My concerns may be off though, since I’m not entirely clear about where to find info on what is actually planned here. If it is so that I have just not learned how to see the plan and structure, please correct me.

Oh, and I did ask you because you are new here, since you still have been her longer than me.
Some initiation questions are better answered from recent memories you know :-).

I do write things a little to fast sometimes, thanks for pointing out the need for improvement on my part.

Gnight!

Hi @JonasPrintzen I am currently over seeing documentation, I am focused primary on end user documentation but if you have any questions let me know. You can talk to me in blender.chat (@Blendify)

Hi @Blendify!

I have been ill so I think I lost some focus, I’l just try again.

Hope you don’t mind if I start with a little context.

I’m trying to find the best way to get my hands dirty while getting a grip of the whole. I am interested in contributing in C/C++/Python development, build-systems, software architecture and documentation, in that order. I have more than two decades experience in any of those areas, but I find the Open Source community quite different from work and from my experience when I was younger and in Open Source. It’s harder to find ones place.

My current idea is to try to get involved with improving how Doxygen is used to document API’s and software design. My experience with this have shown that proper use of doxygen depends on distinct value. I just started to make a little example to show some of the differences.

Questions:

  • To whom do I ‘sell’ my ideas before starting any heavy lifting?
  • What is the process for claiming such a task, is the bug-tracker used?
  • Where can I see who else is working on this specifically?
  • What is the normal process with contributions on wiki?
    It’s not generated so I suppose ther’s no patches … or?
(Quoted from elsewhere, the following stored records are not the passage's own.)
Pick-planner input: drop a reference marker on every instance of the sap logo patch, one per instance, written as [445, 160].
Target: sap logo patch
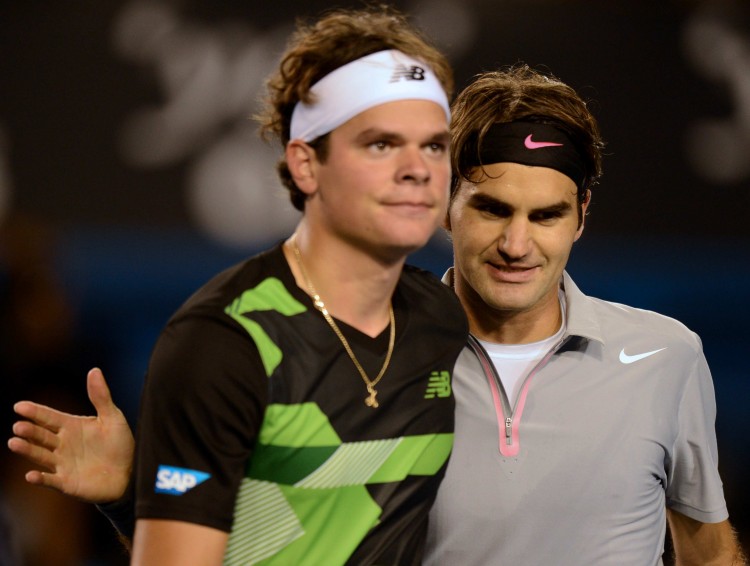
[177, 481]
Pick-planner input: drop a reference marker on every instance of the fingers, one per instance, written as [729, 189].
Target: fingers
[36, 477]
[99, 394]
[36, 434]
[42, 415]
[37, 455]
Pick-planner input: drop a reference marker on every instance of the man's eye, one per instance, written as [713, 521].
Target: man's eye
[546, 216]
[380, 145]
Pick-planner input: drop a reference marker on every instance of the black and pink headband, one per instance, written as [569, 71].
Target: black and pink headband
[531, 143]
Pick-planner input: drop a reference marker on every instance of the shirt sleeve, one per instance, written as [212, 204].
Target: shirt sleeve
[695, 487]
[201, 410]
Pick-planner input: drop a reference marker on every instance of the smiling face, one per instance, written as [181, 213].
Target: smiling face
[513, 230]
[384, 183]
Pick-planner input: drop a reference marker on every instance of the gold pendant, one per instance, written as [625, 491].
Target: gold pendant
[371, 401]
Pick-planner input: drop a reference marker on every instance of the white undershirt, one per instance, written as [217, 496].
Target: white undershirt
[513, 362]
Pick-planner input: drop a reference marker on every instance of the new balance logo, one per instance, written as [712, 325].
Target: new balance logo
[177, 481]
[439, 385]
[412, 73]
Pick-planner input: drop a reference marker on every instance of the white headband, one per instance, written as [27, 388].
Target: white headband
[375, 79]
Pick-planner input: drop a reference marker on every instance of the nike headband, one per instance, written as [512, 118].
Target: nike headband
[531, 143]
[375, 79]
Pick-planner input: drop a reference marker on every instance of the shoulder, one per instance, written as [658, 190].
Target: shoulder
[425, 286]
[230, 284]
[635, 324]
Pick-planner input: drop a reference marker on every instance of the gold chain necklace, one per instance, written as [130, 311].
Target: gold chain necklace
[371, 400]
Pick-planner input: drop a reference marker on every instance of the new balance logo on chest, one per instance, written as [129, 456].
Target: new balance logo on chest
[438, 385]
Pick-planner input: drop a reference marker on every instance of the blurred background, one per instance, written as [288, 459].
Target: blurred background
[130, 173]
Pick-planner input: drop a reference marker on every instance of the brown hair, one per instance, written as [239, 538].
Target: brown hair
[319, 48]
[521, 93]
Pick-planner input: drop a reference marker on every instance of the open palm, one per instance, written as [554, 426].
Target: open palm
[89, 458]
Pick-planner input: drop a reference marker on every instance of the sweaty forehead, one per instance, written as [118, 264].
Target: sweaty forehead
[525, 179]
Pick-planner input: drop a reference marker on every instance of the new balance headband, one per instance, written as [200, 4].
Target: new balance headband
[375, 79]
[530, 143]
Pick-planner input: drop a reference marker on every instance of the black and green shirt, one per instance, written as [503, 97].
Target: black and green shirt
[253, 420]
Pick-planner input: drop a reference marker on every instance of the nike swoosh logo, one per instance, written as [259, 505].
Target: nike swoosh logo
[624, 358]
[531, 144]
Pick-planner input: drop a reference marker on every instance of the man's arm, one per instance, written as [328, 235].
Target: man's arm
[89, 458]
[161, 542]
[704, 544]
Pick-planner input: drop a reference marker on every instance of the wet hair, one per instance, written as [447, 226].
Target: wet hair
[521, 93]
[320, 47]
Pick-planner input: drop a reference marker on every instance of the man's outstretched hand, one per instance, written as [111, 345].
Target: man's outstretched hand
[89, 458]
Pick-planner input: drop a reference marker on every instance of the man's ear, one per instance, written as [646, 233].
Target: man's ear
[583, 208]
[447, 219]
[300, 159]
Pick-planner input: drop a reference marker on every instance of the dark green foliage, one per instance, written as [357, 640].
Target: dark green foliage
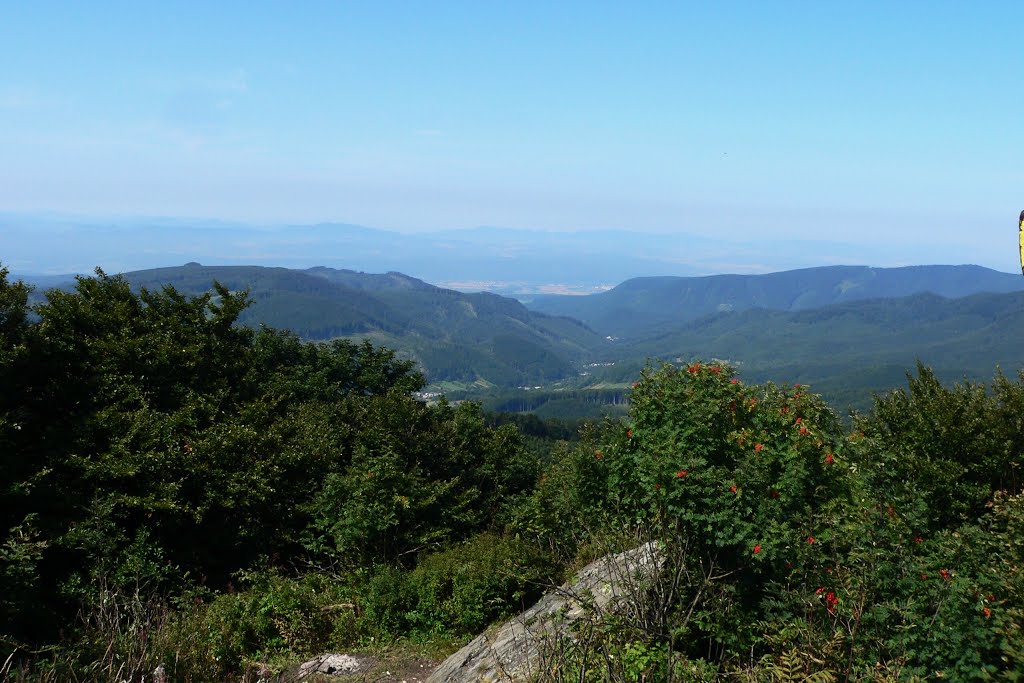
[948, 446]
[796, 548]
[151, 441]
[453, 336]
[180, 487]
[458, 592]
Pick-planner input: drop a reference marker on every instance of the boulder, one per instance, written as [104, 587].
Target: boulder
[515, 650]
[334, 665]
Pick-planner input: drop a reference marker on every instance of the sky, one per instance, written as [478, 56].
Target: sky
[866, 122]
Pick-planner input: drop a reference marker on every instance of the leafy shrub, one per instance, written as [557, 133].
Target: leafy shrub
[454, 593]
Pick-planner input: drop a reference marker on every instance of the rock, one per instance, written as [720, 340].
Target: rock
[334, 665]
[513, 651]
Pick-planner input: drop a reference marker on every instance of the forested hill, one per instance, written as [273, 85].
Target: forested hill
[847, 351]
[643, 305]
[454, 336]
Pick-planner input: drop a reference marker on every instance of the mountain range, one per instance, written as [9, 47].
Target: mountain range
[848, 331]
[496, 259]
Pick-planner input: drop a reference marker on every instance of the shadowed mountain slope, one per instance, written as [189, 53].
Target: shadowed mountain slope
[645, 305]
[455, 336]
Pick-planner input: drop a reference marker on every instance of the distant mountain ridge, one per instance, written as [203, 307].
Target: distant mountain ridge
[645, 305]
[847, 331]
[458, 337]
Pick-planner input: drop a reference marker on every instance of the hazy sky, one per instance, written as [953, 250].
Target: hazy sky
[862, 121]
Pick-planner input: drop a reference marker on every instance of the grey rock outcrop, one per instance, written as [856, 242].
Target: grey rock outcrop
[515, 650]
[334, 665]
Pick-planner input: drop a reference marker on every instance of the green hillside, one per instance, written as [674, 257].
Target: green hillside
[454, 336]
[642, 305]
[849, 350]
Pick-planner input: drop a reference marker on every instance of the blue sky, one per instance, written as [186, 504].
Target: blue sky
[865, 122]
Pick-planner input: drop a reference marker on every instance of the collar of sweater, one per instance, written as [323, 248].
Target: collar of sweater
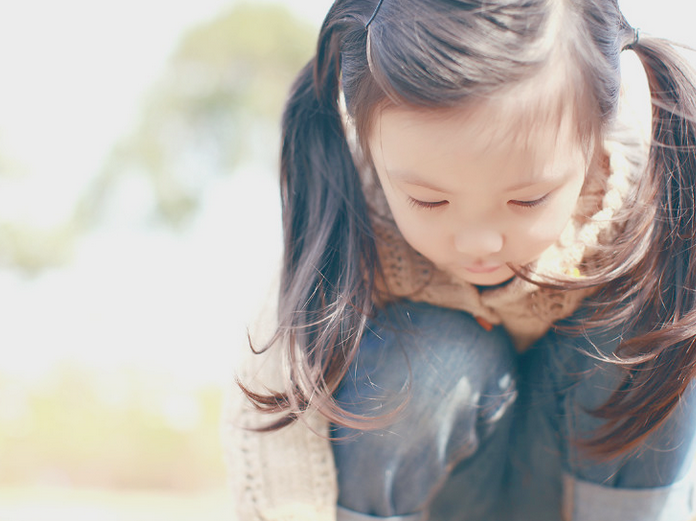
[523, 308]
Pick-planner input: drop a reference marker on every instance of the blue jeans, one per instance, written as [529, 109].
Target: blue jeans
[483, 433]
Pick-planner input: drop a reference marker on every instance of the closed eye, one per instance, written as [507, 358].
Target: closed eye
[529, 204]
[427, 205]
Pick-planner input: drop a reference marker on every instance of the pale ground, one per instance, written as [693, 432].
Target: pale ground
[58, 504]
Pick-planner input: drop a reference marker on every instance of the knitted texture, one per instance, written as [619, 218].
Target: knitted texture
[289, 475]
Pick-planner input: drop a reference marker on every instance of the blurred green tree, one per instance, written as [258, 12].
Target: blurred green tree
[217, 105]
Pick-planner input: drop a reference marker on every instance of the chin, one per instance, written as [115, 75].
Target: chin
[502, 274]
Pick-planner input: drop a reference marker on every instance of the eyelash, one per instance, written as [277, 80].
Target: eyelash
[425, 205]
[431, 206]
[530, 204]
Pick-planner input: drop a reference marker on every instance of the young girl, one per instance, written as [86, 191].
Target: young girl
[487, 306]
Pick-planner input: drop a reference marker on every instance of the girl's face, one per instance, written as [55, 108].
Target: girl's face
[470, 193]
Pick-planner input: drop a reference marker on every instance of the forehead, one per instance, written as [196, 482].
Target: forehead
[505, 134]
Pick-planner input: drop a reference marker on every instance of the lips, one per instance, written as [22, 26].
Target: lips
[482, 268]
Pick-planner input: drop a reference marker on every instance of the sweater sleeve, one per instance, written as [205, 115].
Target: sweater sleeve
[285, 475]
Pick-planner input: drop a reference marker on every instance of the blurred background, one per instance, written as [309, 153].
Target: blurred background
[139, 221]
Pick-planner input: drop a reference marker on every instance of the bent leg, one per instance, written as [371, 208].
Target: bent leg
[563, 384]
[458, 382]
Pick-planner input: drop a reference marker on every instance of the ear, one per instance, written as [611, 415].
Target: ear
[635, 106]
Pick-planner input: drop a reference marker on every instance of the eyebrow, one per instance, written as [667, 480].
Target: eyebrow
[412, 179]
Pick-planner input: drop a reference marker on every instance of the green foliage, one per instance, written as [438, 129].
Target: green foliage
[125, 430]
[217, 104]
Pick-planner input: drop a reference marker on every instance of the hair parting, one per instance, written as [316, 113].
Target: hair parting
[431, 54]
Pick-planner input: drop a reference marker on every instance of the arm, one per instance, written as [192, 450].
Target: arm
[285, 475]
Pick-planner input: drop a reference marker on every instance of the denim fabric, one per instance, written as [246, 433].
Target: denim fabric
[481, 433]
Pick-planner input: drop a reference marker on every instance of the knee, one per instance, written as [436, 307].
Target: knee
[455, 382]
[446, 370]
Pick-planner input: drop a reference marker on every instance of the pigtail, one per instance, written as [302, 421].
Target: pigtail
[660, 356]
[329, 250]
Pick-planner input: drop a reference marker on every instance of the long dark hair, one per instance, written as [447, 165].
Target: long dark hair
[442, 53]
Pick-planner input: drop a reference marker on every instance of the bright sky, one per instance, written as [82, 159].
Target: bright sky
[73, 74]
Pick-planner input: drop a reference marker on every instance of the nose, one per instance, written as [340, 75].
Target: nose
[478, 243]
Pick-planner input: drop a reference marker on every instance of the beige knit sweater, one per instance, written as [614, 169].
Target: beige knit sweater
[289, 475]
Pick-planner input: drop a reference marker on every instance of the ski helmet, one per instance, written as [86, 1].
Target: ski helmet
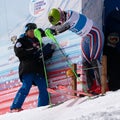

I would appreciate a little on-board guidance if possible. If I can just find my place I intend to continue contributing, I have enough spare-time and a lot to give back for the pleasure Blender has given over the years.

Oh, blend-chat is giving me trouble. Can’t seem to get a stable precense…

Hi I think improving our usage of doxygen is a good idea. I would start with making a proposal on https://developer.blender.org/ discussing what is wrong currently and what needs to be done to improve things. After that, developers can chime in on what they think and once everyone agrees you can start making changes.

The issue with https://developer.blender.org/T61097 is that we want to make sure to not provide outdated documentation while moving stuff around.

I have answered your questions inline below:

To whom do I ‘sell’ my ideas before starting any heavy lifting?

@ideasman42 has pushed the current Doxygen usage so far. So you would be primarily trying to convince him along with @dfelinto and @jesterKing both act as development coordinators who help push the project in the right direction.

What is the process for claiming such a task, is the bug-tracker used?

Yes, you can claim tasks through Add Action --> Assign/Claim. The bug tracker is used. I am hoping to create more tasks for the documentation project so newcomers can see better what needs to be worked on.

Where can I see who else is working on this specifically?

No one is really focused on doxygen coverage, besides @ideasman42 and even then it is not his main concern.

What is the normal process with contributions on wiki?

Currently getting access is based on an ask and receive model. If you have a proposal and a clear direction that everyone agrees on, an administrator can give you an account.